In the wake of the Philando Castile and Alton Sterling shootings, life as we know it has gone backwards. This is not the America that many of us want our children to know and relate to, yet the Castile and Sterling shootings leave us little choice but to have conversations with our kids. What should I as a black man say to my children?
That is just one of the questions that I am left with in the wake of the Philando Castile and Alton Sterling shootings. Both shootings offer two different messages, mixed messages in fact.
The first message is to not assault or assassinate police officers. It justifies the narrative that we will present a threat. The despicable actions which took place in the Dallas shootings does nothing in repairing the communities that are broken. It only tears us apart.
The next message is to never fight, or argue with officers of the law. Do not resist. It can lead to your demise as we have learned from Alton Sterling and countless others. I must remind my children that even if you know the law and have a clear understanding of your rights, speaking out on your civic liberties can result in death. What they see all the time, the true interpretation of the rules, they do not necessarily apply to them because they come across as threatening. Asking police officers what you were pulled over for comes across as threatening when you are a black person.
Some may dispute this and deem it as non-factual. Explain why in the recent shootings of young black men and women, most of the alleged crimes being committed are misdemeanor offenses and traffic stops. No one should ever have to die for selling loose cigarettes and bootleg music (courtesy of the Washington Post) as Eric Garner and Alton Sterling did. The question is raised why were they not working regular wage jobs. The ignored answer is jobs are not plentiful once you have a criminal record as a minority.
Jobs are not plentiful for minorities without a criminal background. Higher education is no longer affordable. And while it is the norm to go to college, the idea of long-term debt is not flattering to most people who fear that their education is not enough to land a top job in their choice of careers.
This leaves fewer options at employment and fewer minorities in the position where they can hire other minorities. It honestly takes too long to get to the top of the mountain, and if you are a minority, your work is twice as hard. Many adopt a hustle, and those who do not, those who are lucky to land employment adopt an inferiority complex.
Should I tell my children to keep climbing that mountain, realizing how hard it is to get there? Most of us never get anywhere near the halfway point of the top. That is due to the hiccups that life presents to us regularly. For Philando Castile, it is likely that he was nearing his halfway mark before he was shot to death.
Philando Castile obeyed the rules. He obeyed the commands of the police officers who pulled him over, for all things a busted taillight. Once the officers were informed that Castile had a license to carry a concealed weapon, they should have been put at ease. If Philando Castile was of a race whom the officers could identify with, panic would not have existed. Proper judgement would have been used and Castile would have been free to go with a warning to get the cover to his taillight fixed.
Because Philando Castile legally obtained a firearm, that does not make him a threat.
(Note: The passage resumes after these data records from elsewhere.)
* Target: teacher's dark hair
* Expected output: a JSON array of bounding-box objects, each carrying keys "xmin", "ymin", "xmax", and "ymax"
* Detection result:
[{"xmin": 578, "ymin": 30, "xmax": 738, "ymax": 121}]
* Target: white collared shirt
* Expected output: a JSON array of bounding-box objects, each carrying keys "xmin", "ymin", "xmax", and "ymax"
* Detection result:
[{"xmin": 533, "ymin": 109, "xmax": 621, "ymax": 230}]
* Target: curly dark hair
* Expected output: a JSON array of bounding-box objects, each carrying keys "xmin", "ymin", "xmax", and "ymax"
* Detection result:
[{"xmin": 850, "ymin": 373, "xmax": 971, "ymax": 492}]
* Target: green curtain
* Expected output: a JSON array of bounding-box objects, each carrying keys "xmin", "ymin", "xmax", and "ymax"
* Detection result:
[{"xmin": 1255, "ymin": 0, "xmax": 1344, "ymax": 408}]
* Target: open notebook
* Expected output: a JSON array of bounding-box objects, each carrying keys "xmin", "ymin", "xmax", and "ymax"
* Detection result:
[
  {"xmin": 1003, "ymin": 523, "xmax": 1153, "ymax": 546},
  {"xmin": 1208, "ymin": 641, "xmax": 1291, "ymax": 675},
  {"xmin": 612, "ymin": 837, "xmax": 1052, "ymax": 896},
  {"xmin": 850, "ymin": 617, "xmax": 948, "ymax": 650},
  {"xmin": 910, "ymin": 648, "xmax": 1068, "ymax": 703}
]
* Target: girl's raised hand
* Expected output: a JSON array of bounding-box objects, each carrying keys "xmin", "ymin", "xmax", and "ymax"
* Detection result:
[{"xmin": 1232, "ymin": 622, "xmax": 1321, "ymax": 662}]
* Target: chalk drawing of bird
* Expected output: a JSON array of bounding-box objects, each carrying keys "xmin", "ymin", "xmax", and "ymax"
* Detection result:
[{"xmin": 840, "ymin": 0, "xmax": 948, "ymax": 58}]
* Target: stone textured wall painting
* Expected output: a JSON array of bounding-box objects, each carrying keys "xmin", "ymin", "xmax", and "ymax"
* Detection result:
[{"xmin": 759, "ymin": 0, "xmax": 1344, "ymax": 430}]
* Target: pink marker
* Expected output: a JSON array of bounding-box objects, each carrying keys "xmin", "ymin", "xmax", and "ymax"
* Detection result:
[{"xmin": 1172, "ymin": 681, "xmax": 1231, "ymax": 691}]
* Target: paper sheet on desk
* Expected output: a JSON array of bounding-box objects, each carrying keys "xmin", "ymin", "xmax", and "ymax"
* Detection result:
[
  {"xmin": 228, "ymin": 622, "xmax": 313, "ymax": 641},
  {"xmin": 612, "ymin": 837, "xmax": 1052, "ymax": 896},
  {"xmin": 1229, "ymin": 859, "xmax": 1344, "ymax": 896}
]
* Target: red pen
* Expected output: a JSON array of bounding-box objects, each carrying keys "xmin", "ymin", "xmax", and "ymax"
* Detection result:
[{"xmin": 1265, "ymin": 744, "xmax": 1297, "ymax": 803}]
It makes him a person who, like many others, some who look like him and others who do not want to exercise their 2nd Amendment rights. It is the same 2nd Amendment rights which people rally to hold onto on a daily basis. And it should not matter which color of skin you bear.
Should I tell my children that by not resisting, you can still be killed by officers who took an oath to serve and protect them? That is what happened Philando Castile.
I wish that I can share with my children how afraid I am. How I fear for my life and theirs. How I cannot fully protect them even when they follow the rules. Those rules which should apply to all, yet they do not.
I wish that I can explain to them that while all lives matter, we must focus on the lives of our own. As a black man I am always asked to assimilate or deny that of which I am in order fit in a society where there are still people who refuse to accept me. My culture and history is stripped down to the bare minimums. As a black man, when I choose to love myself, I cannot do so without the inclusion of others. No one else is asked of this.
I mourn the death of Philando Castile and Alton Sterling who died at the hands of police officers. I am then told of the black on black crime that ruins my community more so than the police who are videotaped killing black men and women. There is a problem with black on black crime. As the opportunities for employment and education are diminished in the black community, crime has risen. That does not mean we devalue ourselves. It is the opposite. We celebrate employment and higher education because it is becoming extinct in our neighborhoods. Those which are second nature to most people, are celebratory accomplishments in the black community. Yet, we all are afraid.
We are afraid because nowhere are we safe. Our community houses those who will take down anyone who is inspired to climb. That includes the citizens and the police officers who patrol our streets.
What do I tell my children when the one bit of solitude we are supposed to have are also a constant in our continued demise? This is where I am as a black man in the wake of the Philando Castile and Alton Sterling shootings.